Published By: Sayan Guha

Sacred Crowdfunding: How Villagers Built the Sanchi Stupa!

Long before GoFundMe, a humble village united faith, labour, and legacy to raise one of the world’s most enduring spiritual monuments

Perched atop a quiet hill in central India, the Great Stupa of Sanchi stands as an ancient stone dome of silence that has endured for over two millennia. Often linked to Emperor Ashoka—the Mauryan ruler who adopted Buddhism after the Kalinga War—Sanchi is not just an imperial monument. It represents a collective act of devotion.

While Ashoka may have begun its construction in the 3rd century BCE, it was not built solely by royal decree. Local villagers—artisans, traders, monks, and laypeople—contributed labour, resources, and artistic brilliance. In short, Sanchi was crowd-built long before the term existed.

A village and its vision

Unlike other stupas built directly on Buddhist pilgrimage sites, Sanchi had no direct association with the Buddha's life. Its location in present-day Madhya Pradesh was the birthplace of Ashoka's wife, Devi. However, more than that, it was a vibrant trading hub, with routes connecting it to the broader Buddhist world.

Sanchi's position on these routes meant the message of the Buddha could travel further, and the monument itself could benefit from local support. Inscriptions on the gateways and railings reveal an impressive fact: hundreds of ordinary people funded its construction — from ivory carvers and potters to housewives and merchants. Their names are carved into the stone, often alongside simple wishes: "May all beings attain Enlightenment."

(Credit: HTO India )

Faith, not fame, drove the architecture

The stupa itself is a masterpiece of symbolic architecture. The solid hemispherical dome represents the Buddha seated in meditation. The square railing at its summit—the harmika—is the throne of Enlightenment. At its centre stands a spire or yasti, symbolising the cosmic axis that connects Earth to Heaven.

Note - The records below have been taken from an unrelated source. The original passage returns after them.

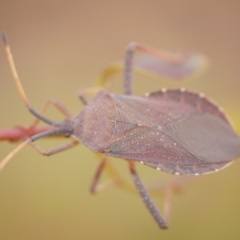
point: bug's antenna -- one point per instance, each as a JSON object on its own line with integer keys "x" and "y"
{"x": 19, "y": 84}
{"x": 14, "y": 71}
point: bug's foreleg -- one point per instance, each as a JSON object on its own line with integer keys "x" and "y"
{"x": 55, "y": 103}
{"x": 162, "y": 222}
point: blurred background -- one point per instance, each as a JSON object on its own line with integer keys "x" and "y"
{"x": 60, "y": 47}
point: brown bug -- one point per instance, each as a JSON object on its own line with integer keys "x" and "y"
{"x": 175, "y": 130}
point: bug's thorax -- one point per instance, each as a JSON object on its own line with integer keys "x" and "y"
{"x": 94, "y": 125}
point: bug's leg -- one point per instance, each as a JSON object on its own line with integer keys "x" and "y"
{"x": 129, "y": 62}
{"x": 95, "y": 186}
{"x": 55, "y": 150}
{"x": 115, "y": 181}
{"x": 51, "y": 132}
{"x": 147, "y": 199}
{"x": 55, "y": 103}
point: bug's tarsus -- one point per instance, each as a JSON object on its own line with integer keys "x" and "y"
{"x": 4, "y": 37}
{"x": 147, "y": 199}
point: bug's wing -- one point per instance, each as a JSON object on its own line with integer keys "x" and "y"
{"x": 196, "y": 139}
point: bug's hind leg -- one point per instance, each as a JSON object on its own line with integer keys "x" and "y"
{"x": 161, "y": 221}
{"x": 115, "y": 181}
{"x": 129, "y": 61}
{"x": 95, "y": 186}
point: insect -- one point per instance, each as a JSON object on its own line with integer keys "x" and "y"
{"x": 172, "y": 130}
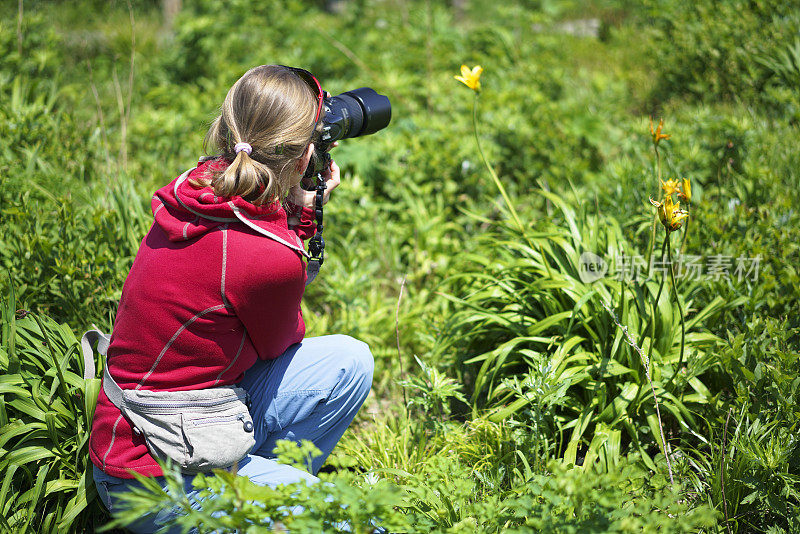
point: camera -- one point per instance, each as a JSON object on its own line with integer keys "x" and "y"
{"x": 353, "y": 113}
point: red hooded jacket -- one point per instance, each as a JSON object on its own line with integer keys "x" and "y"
{"x": 216, "y": 283}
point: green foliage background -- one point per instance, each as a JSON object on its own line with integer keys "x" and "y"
{"x": 511, "y": 379}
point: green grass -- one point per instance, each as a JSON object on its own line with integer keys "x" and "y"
{"x": 502, "y": 380}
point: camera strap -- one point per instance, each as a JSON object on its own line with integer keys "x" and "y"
{"x": 316, "y": 245}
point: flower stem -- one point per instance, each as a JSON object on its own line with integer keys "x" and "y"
{"x": 491, "y": 170}
{"x": 685, "y": 233}
{"x": 680, "y": 310}
{"x": 655, "y": 304}
{"x": 655, "y": 215}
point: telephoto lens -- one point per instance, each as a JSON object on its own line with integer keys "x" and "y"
{"x": 354, "y": 113}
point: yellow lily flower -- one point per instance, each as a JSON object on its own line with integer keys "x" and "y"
{"x": 670, "y": 187}
{"x": 686, "y": 193}
{"x": 670, "y": 214}
{"x": 656, "y": 134}
{"x": 471, "y": 78}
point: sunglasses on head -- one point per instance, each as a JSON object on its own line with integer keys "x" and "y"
{"x": 313, "y": 83}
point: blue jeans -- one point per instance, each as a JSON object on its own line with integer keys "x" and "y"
{"x": 312, "y": 391}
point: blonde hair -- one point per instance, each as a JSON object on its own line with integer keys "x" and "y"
{"x": 272, "y": 109}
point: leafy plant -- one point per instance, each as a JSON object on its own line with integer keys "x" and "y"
{"x": 46, "y": 410}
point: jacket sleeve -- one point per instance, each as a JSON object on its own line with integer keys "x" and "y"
{"x": 307, "y": 226}
{"x": 267, "y": 284}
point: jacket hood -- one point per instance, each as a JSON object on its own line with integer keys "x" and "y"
{"x": 184, "y": 211}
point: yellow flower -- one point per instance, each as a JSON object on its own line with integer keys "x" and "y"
{"x": 471, "y": 78}
{"x": 670, "y": 214}
{"x": 670, "y": 187}
{"x": 657, "y": 135}
{"x": 686, "y": 194}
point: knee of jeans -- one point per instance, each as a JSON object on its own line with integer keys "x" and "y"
{"x": 356, "y": 358}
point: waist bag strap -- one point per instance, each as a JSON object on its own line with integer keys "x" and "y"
{"x": 112, "y": 389}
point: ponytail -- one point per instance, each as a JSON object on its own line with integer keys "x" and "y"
{"x": 264, "y": 126}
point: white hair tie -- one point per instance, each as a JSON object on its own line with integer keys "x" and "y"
{"x": 243, "y": 147}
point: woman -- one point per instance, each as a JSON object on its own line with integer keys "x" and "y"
{"x": 213, "y": 296}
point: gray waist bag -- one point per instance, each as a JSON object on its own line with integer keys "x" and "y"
{"x": 199, "y": 430}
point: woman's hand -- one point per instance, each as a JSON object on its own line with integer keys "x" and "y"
{"x": 307, "y": 199}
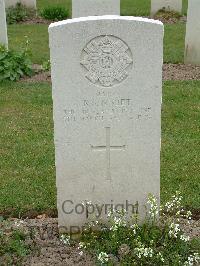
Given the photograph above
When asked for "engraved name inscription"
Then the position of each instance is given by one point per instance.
(103, 108)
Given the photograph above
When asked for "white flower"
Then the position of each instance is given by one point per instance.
(184, 238)
(103, 257)
(65, 239)
(192, 260)
(174, 229)
(81, 245)
(161, 257)
(134, 228)
(154, 210)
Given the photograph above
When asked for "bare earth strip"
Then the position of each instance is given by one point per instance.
(43, 234)
(170, 72)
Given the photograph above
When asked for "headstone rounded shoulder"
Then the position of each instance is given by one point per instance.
(3, 25)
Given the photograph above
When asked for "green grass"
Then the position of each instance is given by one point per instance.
(27, 175)
(180, 141)
(128, 7)
(38, 37)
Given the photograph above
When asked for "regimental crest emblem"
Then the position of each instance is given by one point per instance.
(106, 60)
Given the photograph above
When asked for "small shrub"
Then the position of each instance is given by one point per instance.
(167, 15)
(18, 13)
(54, 13)
(14, 65)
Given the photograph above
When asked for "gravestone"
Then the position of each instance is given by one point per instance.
(85, 8)
(107, 85)
(27, 3)
(168, 5)
(3, 26)
(192, 39)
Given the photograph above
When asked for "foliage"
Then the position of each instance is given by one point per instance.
(14, 65)
(18, 13)
(154, 242)
(13, 246)
(46, 65)
(54, 13)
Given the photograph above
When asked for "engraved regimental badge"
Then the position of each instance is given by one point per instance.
(106, 60)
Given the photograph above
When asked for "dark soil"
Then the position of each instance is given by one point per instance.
(170, 20)
(181, 72)
(165, 20)
(36, 20)
(170, 72)
(49, 250)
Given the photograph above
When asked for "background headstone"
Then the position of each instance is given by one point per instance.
(3, 25)
(84, 8)
(192, 39)
(169, 5)
(28, 3)
(107, 85)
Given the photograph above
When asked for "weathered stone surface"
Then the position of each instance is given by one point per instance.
(85, 8)
(192, 39)
(3, 26)
(169, 5)
(107, 85)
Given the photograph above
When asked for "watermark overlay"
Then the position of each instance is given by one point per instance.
(87, 208)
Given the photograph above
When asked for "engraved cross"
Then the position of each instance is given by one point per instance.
(108, 148)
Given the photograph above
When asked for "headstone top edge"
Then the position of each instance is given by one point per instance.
(106, 17)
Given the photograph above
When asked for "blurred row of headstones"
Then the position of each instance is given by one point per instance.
(112, 7)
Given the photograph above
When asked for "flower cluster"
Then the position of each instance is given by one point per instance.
(142, 251)
(174, 230)
(127, 241)
(184, 238)
(65, 239)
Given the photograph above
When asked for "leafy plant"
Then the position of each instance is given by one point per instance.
(127, 242)
(14, 65)
(54, 13)
(166, 14)
(46, 65)
(18, 13)
(13, 247)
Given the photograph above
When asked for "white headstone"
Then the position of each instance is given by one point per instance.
(192, 40)
(85, 8)
(28, 3)
(3, 26)
(107, 85)
(168, 5)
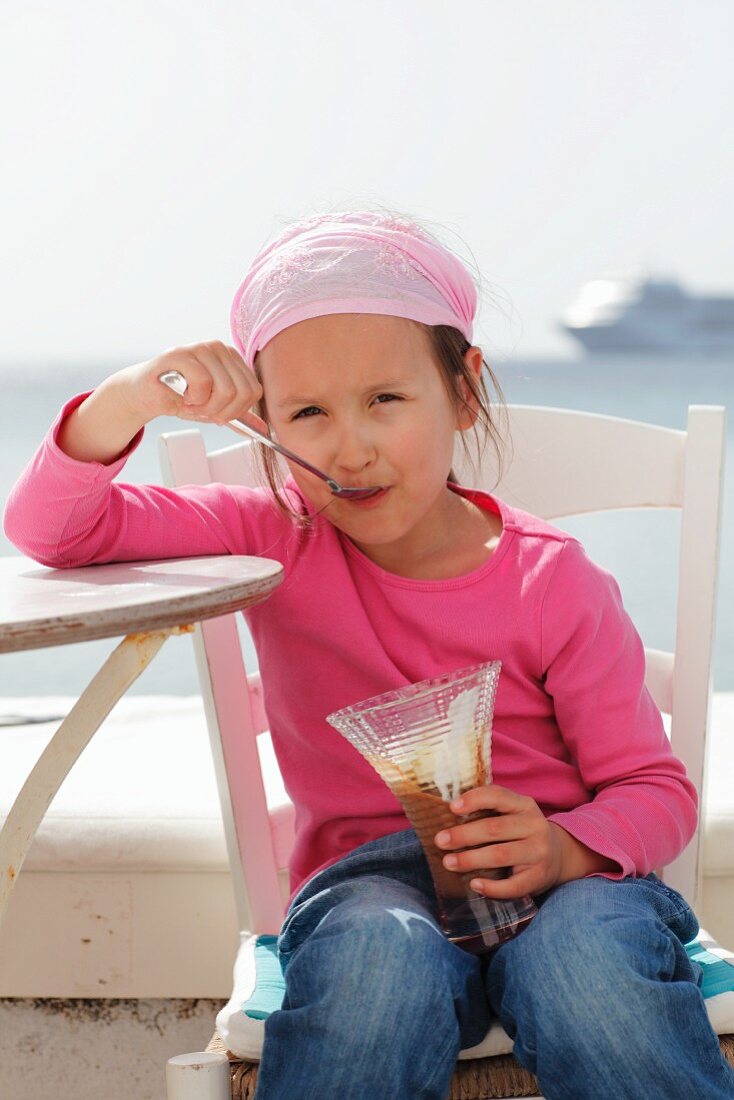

However, this was no temple to be entered. The practitioner was to walk around it, clockwise, in meditative reverence. This circumambulation, or pradakshina, mirrors the cycle of birth and rebirth (samsara) while guiding the practitioner inward, spiritually, towards the still centre—Nirvana.

(Credit: Media India )

The people behind the stone

The decorative toranas (gateways) of Sanchi, constructed in the 1st century BCE during the Satavahana dynasty, are arguably the most recognisable feature of the stupa. They depict dynamic narratives, not through images of the Buddha himself, but through symbols such as the Bodhi tree, the lotus, and the wheel, which illustrate stories from his past lives.

Remarkably, many of these carvings were created on the initiative of guilds and individuals rather than emperors. The artisans didn't merely follow predetermined designs; they artistically interpreted Buddhist teachings with remarkable emotional nuance and depth. The carvings are vibrant, expressing human joy, sorrow, compassion, and reverence. This is Dharma immortalised in stone.

(Credit: Pinterest )

Merit, memory, and karma

To the Buddhist faithful, building a stupa was not merely a pious act—it was a karmic investment. Ancient texts enumerate ten spiritual merits from constructing a stupa, including favourable rebirths and liberation from poverty.

This belief probably motivated the contributions from many who would never see their names in royal edicts. They believed that supporting the Dharma was supporting the salvation of all beings.

Even today, Sanchi's donors whisper across time through inscriptions like: "The gift of Ananda, the perfume seller,” "Given by Vidika, the flower-gatherer," or "By the daughter of a mason." The monument belongs to them—not just to Ashoka.

Today, as the digital age redefines how we fund dreams, Sanchi offers a powerful precedent. It was built not by a ruler's command but by a collective conscience—a grassroots effort to embody the Enlightenment in stone.